Last Updated: January 2024
Pandas is one of the most popular Python packages for handling and analyzing data. It mostly deals with tabular data (such as CSV or Comma Separated Values) and implements a wide range of functions to help users select, manipulate, and visualize data. Pandas’ powerful syntax can often reduce long for-loops or plotting commands to just one line of code. One of the best features of pandas is that it easily communicates with other popular packages for data analysis such as Matplotlib (for visualization) or Scikit-Learn (for machine learning). In the galaxy of Python data analysis packages, pandas is right at the center – a lot of other packages rotate around it. Therefore, if you are planning to build a Python pipeline for data analysis, it is extremely helpful to know how to use Pandas and what it can do for you.
Getting Started
Python Pandas Tutorial
George McIntire, Brendan Martin, Lauren Washington
Very approachable introduction to Pandas, including more detail on what the package can do, how it fits within the data science toolkit, when you should use it, how to install it, and the most important features.
10 Minutes to Pandas
Official pandas documentation
This tutorial covers a lot of ground and does a great job at showcasing the power of Pandas. While it is short, it will likely take you longer than 10 minutes though. This is best for those who already have some minimal background knowledge of Pandas (or NumPy) and are not starting from scratch. If you are completely new to pandas, try the previous or following tutorials first.
Pandas Tutorial
W3Schools
Very approachable and comprehensive tutorial on Pandas. Ranges from basic features – such as Pandas’ data structures and how to read different file formats – to cleaning data and plotting. W3Schools is generally a great place to learn about coding.
Intro to Pandas
Alfredo Deza, Noah Gift
If you prefer video tutorials, this one provides a one-hour introduction to Pandas, including how to load and export data, manipulate datasets, apply functions and transform columns, query for specific data, and perform common operations.
Getting Better
Indexing and selecting data
Official pandas documentation
Selection is where the powerful syntax of pandas really shines. Chances are you can select rows and columns with just one line of code. For those of you with R experience, the Pandas selection syntax is close to the selection of rows and columns on R data frames. However, the syntax also presents new subtleties. The documentation is really good at showing how to index data frames in Pandas. Take the time to read through it once and then use it as reference every time you have doubts. The official documentation is the best source for the most up-to-date information as new versions of pandas are released.
Working with Text Data
Official pandas documentation
If you work with a lot of text or natural language data, you certainly want to take a look at how to handle it with Pandas. Pandas provides a specific data type to work with strings.

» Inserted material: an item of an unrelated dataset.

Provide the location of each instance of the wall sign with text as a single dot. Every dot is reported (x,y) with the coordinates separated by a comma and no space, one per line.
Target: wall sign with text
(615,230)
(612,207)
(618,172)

Quickstart tutorial to NumPy
Official NumPy documentation
NumPy, the core package for handling numerical data in Python, is the backbone of Pandas and many other data analysis packages. For this reason, it is very easy to use NumPy with data loaded with Pandas. Knowing some NumPy will certainly enhance your understanding of Pandas and, most likely, other packages that you are currently using. It will allow you to easily (and efficiently!) implement mathematical functions above and beyond what Pandas already offers. This tutorial is a very good entry point to NumPy. It provides a good overview of the way NumPy handles data and how you can manipulate NumPy data in a vectorized form – without using loops.
Python for Data Analysis (2nd edition)
Wes McKinney
This book wraps it all up. It is really a great resource for data analysis in Python in general. It is especially good in the chapters about Pandas (mostly chapters 5 – 8, 10, and 12) since it was written by the original developer of Pandas himself. The chapters are mostly stand-alone, so you don’t have to go through the entire book to learn about particular features of Pandas or aspects of data analysis. The exposition is detailed and extensive (a lot of ground covered!), but still very accessible. This is highly recommended as a reference book.
Pandas Exercises
Guilherme Samora
The best way to learn Pandas is by using it yourself! This GitHub repo provides a lot of good exercises to practice and learn Pandas. Have fun!